On Wed, 27 Aug 2003 15:16:47 -0400
Mark Hounschell
Ok let me clearify exactly what to do to see this "anomaly"
In your home directory, as you (markh) create a file.
touch /home/markh/xx
then: ls -al /home/markh/xx -rw-r--r-- 1 markh users 0 2003-08-27 12:23 /home/markh/xx Ok the file is owned by me...
Fine so far.
then as root: chown root /home/markh/xx chgrp root /home/markh/xx then ^d to leave root
Ok but you are doing this as root. Root can alter anyone's files.
then ls -al /home/markh/xx -rw-r--r-- 1 root root 0 2003-08-27 12:23 /home/markh/xx
Ok the file is now owned by root no?
Yep. Everything is the same on my machine.

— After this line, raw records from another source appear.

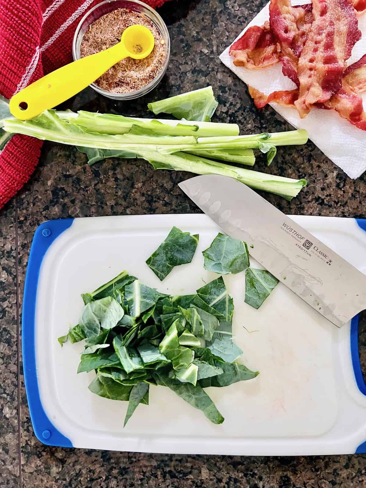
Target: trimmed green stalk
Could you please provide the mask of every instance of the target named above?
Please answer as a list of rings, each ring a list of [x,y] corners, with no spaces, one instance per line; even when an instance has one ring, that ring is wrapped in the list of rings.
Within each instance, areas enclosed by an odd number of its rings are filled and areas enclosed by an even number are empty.
[[[253,166],[255,163],[253,149],[193,149],[189,154],[247,166]]]
[[[45,111],[36,120],[22,121],[6,119],[4,121],[4,129],[9,132],[23,134],[43,140],[48,140],[72,145],[108,150],[122,149],[124,151],[129,151],[130,154],[136,151],[139,157],[149,161],[155,169],[176,169],[191,171],[198,174],[222,174],[231,176],[252,188],[271,192],[288,199],[296,196],[306,184],[305,180],[293,180],[264,174],[182,152],[182,149],[192,150],[197,148],[198,145],[194,137],[172,138],[169,136],[153,137],[128,134],[111,135],[89,133],[81,126],[61,120],[54,110]],[[292,136],[292,138],[296,138]],[[177,143],[169,144],[168,141],[172,139]],[[194,143],[182,145],[182,141],[188,140],[190,142],[192,140]],[[136,143],[138,141],[141,141],[142,143]],[[162,145],[163,141],[166,145]],[[180,144],[179,141],[181,142]],[[154,143],[149,144],[148,141],[153,142]],[[258,140],[252,141],[251,143],[258,143]],[[247,140],[246,143],[248,142],[250,143],[251,142]],[[218,143],[220,145],[220,143]],[[217,144],[211,144],[211,146],[215,145]],[[200,149],[205,148],[204,144],[200,145]],[[236,145],[235,148],[239,148],[238,145]]]
[[[236,136],[223,137],[199,137],[197,144],[202,149],[235,149],[236,148],[250,147],[252,149],[259,148],[260,142],[271,144],[274,146],[294,145],[305,144],[307,142],[307,132],[304,129],[290,130],[285,132]]]
[[[141,151],[139,155],[152,164],[155,169],[175,169],[198,175],[230,176],[251,188],[279,195],[287,200],[296,197],[306,184],[306,180],[295,180],[236,167],[187,153],[177,152],[168,155]]]
[[[194,136],[211,137],[214,136],[237,136],[237,124],[217,123],[201,121],[163,120],[125,117],[114,114],[100,114],[80,110],[78,113],[65,111],[56,112],[63,120],[85,127],[92,132],[103,134],[125,134],[133,125],[165,136]]]
[[[206,86],[148,103],[147,108],[155,115],[163,112],[177,119],[209,122],[218,104],[212,87]]]
[[[107,149],[124,149],[135,146],[154,147],[164,144],[178,147],[196,144],[193,136],[136,135],[123,134],[112,135],[88,132],[83,127],[60,119],[54,110],[46,110],[38,118],[27,121],[17,119],[4,120],[4,129],[8,132],[32,136],[43,141],[52,141],[70,145]]]

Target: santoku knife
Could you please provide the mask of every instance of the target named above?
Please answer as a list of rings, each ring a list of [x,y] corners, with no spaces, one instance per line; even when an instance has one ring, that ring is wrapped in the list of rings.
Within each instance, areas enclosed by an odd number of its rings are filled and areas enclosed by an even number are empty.
[[[366,275],[243,183],[205,175],[179,183],[228,235],[338,327],[366,308]]]

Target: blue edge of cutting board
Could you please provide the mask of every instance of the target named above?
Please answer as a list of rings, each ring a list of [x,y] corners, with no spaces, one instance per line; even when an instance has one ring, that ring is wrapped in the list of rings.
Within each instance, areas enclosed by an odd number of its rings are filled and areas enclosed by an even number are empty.
[[[366,232],[366,219],[355,219]],[[36,298],[38,278],[42,260],[52,243],[72,224],[73,219],[48,221],[41,224],[36,231],[32,243],[27,268],[23,299],[22,344],[23,368],[32,423],[35,433],[41,442],[48,446],[72,447],[71,441],[55,427],[42,406],[36,366],[35,325]],[[366,395],[366,385],[362,375],[358,352],[359,315],[351,322],[350,346],[355,378],[360,391]],[[366,453],[366,441],[357,447],[357,453]]]

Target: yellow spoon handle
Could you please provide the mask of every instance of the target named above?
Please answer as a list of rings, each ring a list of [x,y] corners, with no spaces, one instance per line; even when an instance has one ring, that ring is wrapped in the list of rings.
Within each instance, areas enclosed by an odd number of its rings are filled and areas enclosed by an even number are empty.
[[[10,112],[20,120],[36,117],[78,93],[128,56],[123,44],[119,42],[66,64],[15,95],[9,102]]]

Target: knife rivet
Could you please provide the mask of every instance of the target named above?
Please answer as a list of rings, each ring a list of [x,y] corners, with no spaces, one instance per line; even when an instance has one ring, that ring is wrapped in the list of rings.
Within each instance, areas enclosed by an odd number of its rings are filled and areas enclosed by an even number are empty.
[[[231,215],[231,210],[225,210],[224,212],[223,212],[220,216],[220,219],[219,219],[219,222],[220,224],[224,224],[224,222],[226,222],[228,219],[230,218],[230,216]]]
[[[219,202],[219,201],[218,200],[218,201],[215,202],[214,203],[212,203],[212,204],[210,207],[208,211],[210,212],[210,213],[216,213],[221,206],[221,202]]]
[[[205,193],[203,193],[200,199],[200,203],[201,205],[204,205],[205,203],[206,203],[208,202],[210,198],[211,193],[209,191],[206,191]]]

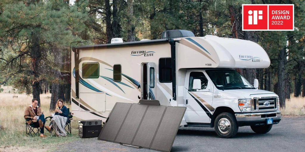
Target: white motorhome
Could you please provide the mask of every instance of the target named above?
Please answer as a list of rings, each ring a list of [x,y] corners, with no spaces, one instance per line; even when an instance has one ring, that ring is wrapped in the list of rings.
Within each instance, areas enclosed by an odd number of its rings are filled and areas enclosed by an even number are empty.
[[[187,107],[181,126],[214,127],[223,138],[245,126],[265,133],[280,121],[278,96],[257,89],[234,70],[268,67],[259,45],[195,37],[184,30],[162,35],[160,40],[73,48],[73,115],[105,121],[117,102],[157,100]]]

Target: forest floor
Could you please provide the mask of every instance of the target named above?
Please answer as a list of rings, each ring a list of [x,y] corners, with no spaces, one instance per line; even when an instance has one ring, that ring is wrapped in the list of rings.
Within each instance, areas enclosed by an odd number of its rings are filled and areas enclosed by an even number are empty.
[[[0,152],[28,151],[39,150],[40,151],[53,151],[67,143],[80,140],[78,137],[78,121],[80,119],[74,117],[71,122],[72,135],[66,137],[52,136],[45,129],[45,138],[39,136],[27,136],[25,135],[25,121],[23,118],[27,106],[31,104],[32,97],[25,94],[15,93],[10,87],[2,87],[0,93]],[[51,94],[40,95],[42,110],[47,117],[49,111]],[[18,96],[17,97],[16,96]],[[296,98],[292,95],[290,101],[286,101],[286,108],[281,110],[283,117],[305,117],[305,98]],[[70,105],[66,105],[71,108]],[[48,125],[50,121],[46,123]]]

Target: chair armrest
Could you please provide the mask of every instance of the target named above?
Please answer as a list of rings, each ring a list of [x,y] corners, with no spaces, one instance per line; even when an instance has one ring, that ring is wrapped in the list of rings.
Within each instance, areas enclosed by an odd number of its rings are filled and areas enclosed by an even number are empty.
[[[48,118],[50,118],[50,120],[51,120],[51,119],[52,119],[52,118],[53,118],[53,117],[51,117],[51,116],[49,116],[48,117],[45,117],[45,119],[47,119]]]

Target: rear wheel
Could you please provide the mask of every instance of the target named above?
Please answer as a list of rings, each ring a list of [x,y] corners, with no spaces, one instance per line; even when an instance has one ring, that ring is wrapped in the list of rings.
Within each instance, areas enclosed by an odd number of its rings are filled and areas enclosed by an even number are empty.
[[[214,128],[218,136],[225,138],[233,137],[238,131],[237,121],[235,116],[228,112],[221,113],[216,117]]]
[[[266,133],[269,132],[271,128],[272,125],[251,126],[252,130],[257,133]]]

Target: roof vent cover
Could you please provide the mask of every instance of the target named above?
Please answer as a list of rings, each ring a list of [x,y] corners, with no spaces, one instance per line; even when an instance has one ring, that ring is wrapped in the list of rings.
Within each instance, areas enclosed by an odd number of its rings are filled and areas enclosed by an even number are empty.
[[[169,38],[179,38],[189,37],[194,37],[191,31],[182,29],[175,29],[165,31],[162,32],[162,38],[167,39]]]

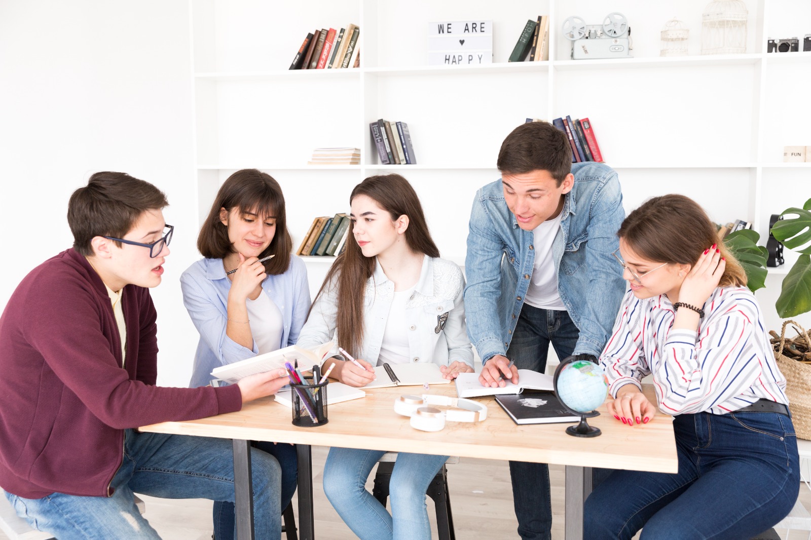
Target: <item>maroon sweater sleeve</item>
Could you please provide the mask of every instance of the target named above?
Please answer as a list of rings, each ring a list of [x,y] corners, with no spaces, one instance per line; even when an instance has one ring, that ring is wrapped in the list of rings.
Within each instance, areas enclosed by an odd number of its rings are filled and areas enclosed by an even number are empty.
[[[127,289],[130,290],[127,290]],[[105,424],[118,429],[169,420],[190,420],[238,410],[236,385],[223,388],[154,386],[156,312],[148,289],[127,285],[123,300],[127,330],[127,369],[109,298],[75,272],[39,276],[26,291],[28,342],[48,367]]]

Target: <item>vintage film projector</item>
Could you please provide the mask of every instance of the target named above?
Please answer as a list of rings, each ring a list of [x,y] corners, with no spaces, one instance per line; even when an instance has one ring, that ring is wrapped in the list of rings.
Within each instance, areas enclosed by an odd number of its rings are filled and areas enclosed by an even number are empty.
[[[563,35],[572,42],[573,60],[631,58],[631,28],[621,13],[609,13],[602,25],[573,15],[563,22]]]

Now as user (markh) use vi to edit the file. enter some text and write it back. You will have to use :w! command. The write should fail but does not.
This is where my machine differs. My file is now owned by root:root, and if I open it with vi as user zentara:user, vi says it is opened "readonly". "zz" [readonly] 0L, 0C The only thing I can think is happening is that you may still be in the root shell when you start vi. I would be very unhappy if my system did what your's is doing. I can see why you are baffled. I'm using fvwm2, maybe some others can test your procedure, but I'm afraid they will get the same results as me. Something has got to be wrong in your system. I would guess that markh is in the /etc/sudoers listed as root for vi. -- I'm not really a human, but I play one on earth.